The reason the process was blocked (unable to run). If the process is currently blocked, you will see why. If the process is running, you will see why it was last blocked. There are many reasons a process could be blocked. After Thd Cnt is a list of the most common reasons for the process being blocked.

Thd Cnt

The total number of threads for this current process.

Abbreviation

Reason for the Blocked Process

CACHE

Waiting for a cache buffer to become available

DISK

Waiting for a disk operation to complete

INODE

Waiting for an inode operation to complete

IO

Waiting for a non-disk I/O to complete

IPC

Waiting for a shared memory operation to complete

LAN

Waiting for a LAN operation to complete

MESG

Waiting for a message queue operation to complete

NFS

Waiting for an NFS request to complete

PIPE

Waiting for data to or from a pipe

PRI

Waiting because a higher-priority process is running

RFA

Waiting for a Remote File Access to complete

SEM

Waiting for a semaphore to become available

SLEEP

Waiting because the process called sleep or wait

SOCKT

Waiting for a socket operation to complete

SYS

Waiting for system resources

TERM

Waiting for a terminal transfer

VM

Waiting for a virtual memory operation to complete

OTHER

Waiting for a reason GlancePlus can't determine

CPU Report Screen Description

If the Process List screen indicates that the CPU is overworked, you'll want to refer to the CPU Report screen shown in Figure 12-5. It can provide useful information about the seven types of states on which GlancePlus reports.

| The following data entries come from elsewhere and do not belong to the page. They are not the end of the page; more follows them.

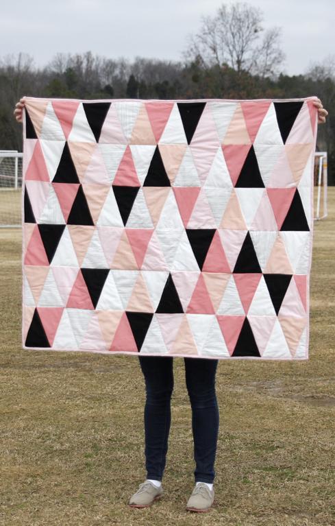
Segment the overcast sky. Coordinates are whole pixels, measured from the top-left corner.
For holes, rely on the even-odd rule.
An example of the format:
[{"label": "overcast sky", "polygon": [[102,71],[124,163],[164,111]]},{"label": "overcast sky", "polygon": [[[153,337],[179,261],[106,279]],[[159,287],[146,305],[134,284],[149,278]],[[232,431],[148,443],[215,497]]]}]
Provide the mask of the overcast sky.
[{"label": "overcast sky", "polygon": [[[186,37],[216,0],[2,0],[0,58],[25,51],[37,66],[57,52],[182,60]],[[284,71],[303,73],[335,54],[335,0],[253,0],[265,28],[282,28]]]}]

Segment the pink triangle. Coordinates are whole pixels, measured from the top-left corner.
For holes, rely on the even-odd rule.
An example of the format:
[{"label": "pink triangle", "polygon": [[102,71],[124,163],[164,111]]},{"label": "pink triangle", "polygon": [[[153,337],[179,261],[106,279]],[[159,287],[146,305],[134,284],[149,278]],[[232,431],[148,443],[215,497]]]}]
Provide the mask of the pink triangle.
[{"label": "pink triangle", "polygon": [[66,303],[66,307],[88,309],[94,311],[93,304],[82,272],[79,270]]},{"label": "pink triangle", "polygon": [[240,335],[245,316],[219,314],[216,315],[216,318],[223,335],[225,344],[230,356],[232,356],[236,345],[237,339]]},{"label": "pink triangle", "polygon": [[127,145],[119,166],[113,184],[126,187],[140,187],[134,164],[132,151]]},{"label": "pink triangle", "polygon": [[202,274],[199,275],[199,279],[186,312],[193,314],[214,314],[215,313]]},{"label": "pink triangle", "polygon": [[267,113],[271,104],[271,100],[257,101],[256,102],[253,101],[244,101],[240,103],[247,130],[252,143],[255,140],[257,132],[264,117]]},{"label": "pink triangle", "polygon": [[229,144],[222,147],[233,186],[236,184],[251,147],[251,144]]},{"label": "pink triangle", "polygon": [[34,154],[25,172],[25,180],[46,181],[50,182],[43,152],[38,141],[34,149]]},{"label": "pink triangle", "polygon": [[40,315],[42,324],[45,331],[50,346],[53,345],[55,335],[58,328],[62,314],[63,313],[63,307],[38,307],[37,310]]},{"label": "pink triangle", "polygon": [[48,258],[37,225],[35,226],[27,248],[24,264],[49,266]]},{"label": "pink triangle", "polygon": [[153,228],[125,228],[138,268],[140,268]]},{"label": "pink triangle", "polygon": [[267,188],[266,191],[275,214],[278,230],[280,230],[292,203],[295,187]]},{"label": "pink triangle", "polygon": [[130,327],[125,312],[122,315],[110,350],[123,351],[123,352],[138,352],[136,342]]},{"label": "pink triangle", "polygon": [[304,274],[294,274],[295,285],[300,294],[302,304],[307,311],[307,276]]},{"label": "pink triangle", "polygon": [[157,142],[159,141],[173,108],[173,102],[145,102],[152,130]]},{"label": "pink triangle", "polygon": [[58,198],[64,218],[67,222],[79,184],[79,183],[53,182],[52,185]]},{"label": "pink triangle", "polygon": [[261,274],[253,272],[234,274],[234,278],[246,314],[261,277]]},{"label": "pink triangle", "polygon": [[202,267],[203,272],[230,272],[220,235],[215,230]]},{"label": "pink triangle", "polygon": [[173,189],[180,216],[186,228],[198,198],[200,187],[173,187]]},{"label": "pink triangle", "polygon": [[51,104],[62,126],[65,139],[67,139],[72,129],[73,119],[78,109],[79,101],[53,99]]}]

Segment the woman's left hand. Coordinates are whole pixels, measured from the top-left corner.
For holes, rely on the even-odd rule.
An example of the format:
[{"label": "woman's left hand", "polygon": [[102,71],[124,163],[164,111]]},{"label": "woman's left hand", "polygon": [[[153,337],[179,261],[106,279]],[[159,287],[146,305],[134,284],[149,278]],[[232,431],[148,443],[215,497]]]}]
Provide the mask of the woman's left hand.
[{"label": "woman's left hand", "polygon": [[318,108],[318,123],[323,124],[325,122],[325,117],[328,115],[328,112],[323,108],[320,99],[313,100],[313,104]]}]

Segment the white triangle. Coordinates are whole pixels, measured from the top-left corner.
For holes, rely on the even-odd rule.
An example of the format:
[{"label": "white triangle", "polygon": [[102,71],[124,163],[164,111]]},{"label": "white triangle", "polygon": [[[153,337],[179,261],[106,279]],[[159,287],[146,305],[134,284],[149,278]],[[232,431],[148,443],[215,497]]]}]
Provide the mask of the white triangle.
[{"label": "white triangle", "polygon": [[142,102],[138,102],[137,101],[113,101],[122,130],[128,141],[132,136],[134,125],[142,104]]},{"label": "white triangle", "polygon": [[63,234],[60,238],[55,255],[51,263],[51,266],[79,267],[78,260],[75,255],[71,237],[67,226],[64,229]]},{"label": "white triangle", "polygon": [[38,223],[58,225],[64,225],[66,224],[58,198],[52,184],[50,184],[48,198],[43,211],[38,219]]},{"label": "white triangle", "polygon": [[271,335],[262,355],[264,359],[291,360],[292,355],[278,318],[276,318]]},{"label": "white triangle", "polygon": [[98,148],[103,159],[110,184],[115,179],[117,169],[126,147],[127,145],[125,144],[103,144],[101,143],[98,144]]},{"label": "white triangle", "polygon": [[84,268],[109,268],[97,230],[95,230],[93,232],[82,267]]},{"label": "white triangle", "polygon": [[153,315],[139,354],[166,355],[168,353],[159,323],[156,317]]},{"label": "white triangle", "polygon": [[249,315],[250,316],[277,315],[269,292],[269,289],[263,276],[262,276],[260,279],[260,282],[249,308],[248,315]]},{"label": "white triangle", "polygon": [[108,191],[97,224],[99,226],[124,226],[112,187]]},{"label": "white triangle", "polygon": [[141,270],[149,291],[153,309],[156,311],[169,276],[166,270]]},{"label": "white triangle", "polygon": [[162,144],[187,144],[186,136],[177,103],[173,104],[159,142]]},{"label": "white triangle", "polygon": [[80,346],[94,311],[88,309],[68,309],[67,313],[78,347]]},{"label": "white triangle", "polygon": [[260,200],[266,190],[264,188],[235,188],[242,213],[248,228],[250,228],[256,214]]},{"label": "white triangle", "polygon": [[216,316],[213,317],[212,326],[199,354],[201,356],[231,357]]},{"label": "white triangle", "polygon": [[137,270],[121,270],[119,269],[112,269],[110,271],[110,272],[113,274],[113,278],[122,302],[123,308],[125,309],[133,291],[134,285],[138,276],[139,271]]},{"label": "white triangle", "polygon": [[233,276],[230,276],[223,296],[217,310],[217,314],[244,315],[240,295]]},{"label": "white triangle", "polygon": [[79,104],[73,119],[71,131],[68,141],[82,143],[96,143],[95,137],[90,129],[82,102]]},{"label": "white triangle", "polygon": [[142,187],[139,189],[127,221],[127,228],[153,228]]},{"label": "white triangle", "polygon": [[220,143],[227,133],[232,117],[236,109],[237,102],[208,102],[213,116]]},{"label": "white triangle", "polygon": [[53,341],[53,349],[77,350],[78,344],[75,338],[67,309],[64,309]]},{"label": "white triangle", "polygon": [[253,141],[254,147],[259,144],[279,144],[282,145],[284,144],[273,102],[269,106],[266,115],[262,121]]},{"label": "white triangle", "polygon": [[42,123],[40,139],[45,141],[64,141],[65,136],[51,102],[48,102]]},{"label": "white triangle", "polygon": [[223,152],[221,146],[218,148],[215,154],[203,186],[225,189],[232,189],[233,187],[232,178],[229,176]]},{"label": "white triangle", "polygon": [[65,141],[40,140],[50,181],[55,177],[63,153]]},{"label": "white triangle", "polygon": [[249,232],[260,267],[262,272],[264,272],[277,232],[274,230],[250,230]]},{"label": "white triangle", "polygon": [[192,150],[188,146],[173,181],[174,187],[200,187],[201,183],[195,165]]},{"label": "white triangle", "polygon": [[186,230],[182,232],[171,270],[199,270],[199,265],[188,241]]},{"label": "white triangle", "polygon": [[134,164],[137,172],[137,176],[142,185],[147,177],[151,159],[155,153],[156,145],[151,144],[131,144],[130,150],[133,157]]},{"label": "white triangle", "polygon": [[38,305],[38,307],[65,307],[51,269],[49,270],[47,276]]},{"label": "white triangle", "polygon": [[214,314],[186,314],[199,354],[201,354],[208,333],[215,318]]}]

Figure 12-5. HP GlancePlus/UX CPU Report Screen Shot

For each of the seven types of states, there are columns that provide additional information. Following is a description of the columns:

Current

Displays the percentage of CPU time devoted to this state over the last time interval.

Average

Displays the average percentage of CPU time spent in this state since GlancePlus was started.

High

Displays the highest percentage of CPU time devoted to this state since GlancePlus was started.

Time

Displays the CPU time spent in this state over the last interval.

Cum Time

Displays the total amount of CPU time spent in this state since GlancePlus was started.

A description of the seven states follows:

User

CPU time spent executing user activities under normal priority.

Nice

CPU time spent running user code in nice mode.

Negative Nice

CPU time spent running code at a high priority.

Realtime

CPU time spent executing real-time processes that run at a high priority.

System

CPU time spent executing system calls and programs.

Interrupt

CPU time spent executing system interrupts. A high value here may indicate a lot of I/O, such as paging and swapping.

ContSwitch

CPU time spent context switching between processes.

Traps

CPU time spent handling traps.

Vfaults

CPU time spent handling page faults.

Idle

CPU time spent idle.

The CPU Report screen also shows your system's run queue length or load average. This is displayed on the second page of the CPU Report screen. The Current, Average, and High values for the number of runnable processes waiting for the CPU are shown. You may want to get a gauge of your system's run queue length when the system is mostly idle and compare these numbers with those you see when your system is in normal use.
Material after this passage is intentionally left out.